In this digital computer-based ecosystem, governments use mechanisms of data extraction which are barely identified by citizens. Therefore, among the data extracted from institutional e-platforms, computer-based transactions play an important role in this process. This research study aims to shed light on the data mining techniques used by governments and public institutions, identify which are the most commonly used, and expose the privacy risks they may pose to citizens. The chapter is made through a systematic literature review with two main keywords: “big data” and “government.” This study intends to answer the following research questions: What are the key techniques used by governments to extract data? May these tools pose risks to citizens?
TopIntroduction
In recent years, the use of large amounts of data has boosted the digital era in several areas (Al-Sai & Abualigah, 2017), such as corporations and governments, where population has evidenced the mass collection of their data (Zhou et al, 2014). Therefore, big data has turned out to be a key factor and discipline not only in the business field but also in public administrations (Chen & Hsieh, 2014), in order to develop and enhance different initiatives (Wang et al., 2016).
It should be noted that data can become a brand-new opportunity for governments as this asset can offer citizen-centric services (Chen & Hsieh, 2014), reduce waste (LaBrie et al., 2018), fight terrorism (Calo, 2016) and corruption (Von Haldenwang, 2004), or even implement protocols for health or social crisis such as COVID-19 pandemic (Saura et al., 2021). However, some authors argue that government data-centric projects do not benefit society even though they have a citizen-centric aim (Gómez, 2015; Huffine, 2015; Lu et al., 2012).

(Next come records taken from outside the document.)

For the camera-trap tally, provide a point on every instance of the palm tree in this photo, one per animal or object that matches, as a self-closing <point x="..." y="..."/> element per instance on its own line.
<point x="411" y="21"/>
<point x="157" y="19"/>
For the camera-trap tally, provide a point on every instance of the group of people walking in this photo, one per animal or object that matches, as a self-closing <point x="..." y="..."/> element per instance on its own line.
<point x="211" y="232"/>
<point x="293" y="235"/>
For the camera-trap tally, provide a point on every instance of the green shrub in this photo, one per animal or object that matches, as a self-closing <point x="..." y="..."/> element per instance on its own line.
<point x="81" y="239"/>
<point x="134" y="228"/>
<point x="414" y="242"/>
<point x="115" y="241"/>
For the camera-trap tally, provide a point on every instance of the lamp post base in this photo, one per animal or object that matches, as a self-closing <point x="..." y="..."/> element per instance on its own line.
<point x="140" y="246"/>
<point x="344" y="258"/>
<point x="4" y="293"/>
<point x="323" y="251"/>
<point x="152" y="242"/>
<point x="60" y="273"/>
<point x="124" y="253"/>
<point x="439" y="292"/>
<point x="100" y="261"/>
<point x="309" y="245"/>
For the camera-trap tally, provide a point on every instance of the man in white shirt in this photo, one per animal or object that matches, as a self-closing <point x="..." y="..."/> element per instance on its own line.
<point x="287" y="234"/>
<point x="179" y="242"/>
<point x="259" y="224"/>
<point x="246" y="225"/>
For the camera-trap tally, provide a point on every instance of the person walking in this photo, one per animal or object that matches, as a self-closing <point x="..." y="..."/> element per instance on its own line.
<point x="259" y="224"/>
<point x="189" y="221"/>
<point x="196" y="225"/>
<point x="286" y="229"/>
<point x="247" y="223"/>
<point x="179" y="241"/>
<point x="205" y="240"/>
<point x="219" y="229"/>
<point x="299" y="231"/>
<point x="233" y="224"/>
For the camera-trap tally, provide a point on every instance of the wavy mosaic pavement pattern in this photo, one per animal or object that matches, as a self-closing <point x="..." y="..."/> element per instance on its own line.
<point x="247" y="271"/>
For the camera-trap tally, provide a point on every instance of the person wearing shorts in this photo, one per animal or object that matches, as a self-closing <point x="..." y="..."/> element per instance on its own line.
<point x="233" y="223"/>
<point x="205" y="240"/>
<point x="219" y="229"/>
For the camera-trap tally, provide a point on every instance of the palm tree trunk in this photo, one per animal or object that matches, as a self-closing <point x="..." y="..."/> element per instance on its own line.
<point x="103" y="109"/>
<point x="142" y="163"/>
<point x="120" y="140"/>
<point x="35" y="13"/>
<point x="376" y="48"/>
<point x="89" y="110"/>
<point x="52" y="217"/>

Likewise, governments based on the use of big data techniques, also known as e-governments (Esteves & Joseph, 2008), promote collaboration, productivity, efficiency, and transparency (Von Haldenwang, 2004; McNeal; Zhang & Chen, 2010; Morabito, 2015). In this way, the use of data in the public sector is changing the paradigm into a digital and innovative era where organizational structures are more flexible, thus facilitating processes to users as well as reducing costs (Ebrahim & Iran, 2005).
Of note, we have witnessed how the era of Big Data has boosted the volume, complexity and growth of data generated, where governments collect data from users because of their public functions, in which citizens have to share their information. Nevertheless, public administrations do not value at all citizens’ data (Privacilla, 2001) and how it can be used to predict and forecast events or even how people will behave (Saura et al., 2021a).
Data collection, gathering or mining is related to personal information from users. In this context, surveillance capitalism is taking part of a new data-driven era in which the interaction with smart devices in the daily life, generates large amounts of data that are collected and treated by organizations (Zuboff, 2015). Of note, these data extraction techniques are unknown by users because it is normally gathered in hidden ways (Andrejevic, 2014).
Considering that governments have been collecting data for ages (Amankwah-Amoah, 2015), the collection and acquisition techniques developed have improved through all these decades, where the utilization of mobile devices has exponentially grown in recent years. In this way, data collectors are developing how to efficiently gather, extract, interpret and storage these large amounts of data (Zhou et al, 2014).
Of note, in recent years open data governments initiatives have been being developed as they allow to prevent corruption, offer better services to citizens, as well as increase reliability on governments’ accountability (Nikiforova & McBride, 2021), nevertheless it may entail data risks if securing rules are not well settled and designed (Bonina & Eaton, 2020).
Related to governments built based on data, smart cities offer a way to manage energy consumption, sustainability, economics’ areas, among others, in order to improve every day’s people lifes. In this data-driven cities, information and communication technologies, artificial intelligence and machine learning play a key role for its development, as these technologies contribute to manage, collect and treat large amounts of data (Ulla et al., 2020). Therefore, studies related to both IoT and smart cities suggest that security and resilience are critical factors as different devices are interconnected to each other, sharing sensitive information from users (Abdul Ahad et al., 2020).
Additionally, there is a need of developing new strategies, techniques and tools for data extraction since industries such as finance or insurance are exploiting data from their clients to improve their decision-making, and cede and transfer this information to third-parties. Moreover, the different purposes of each sector and organization imply different extraction techniques, affecting how, what, and why data is extracted (Sadowski, 2019).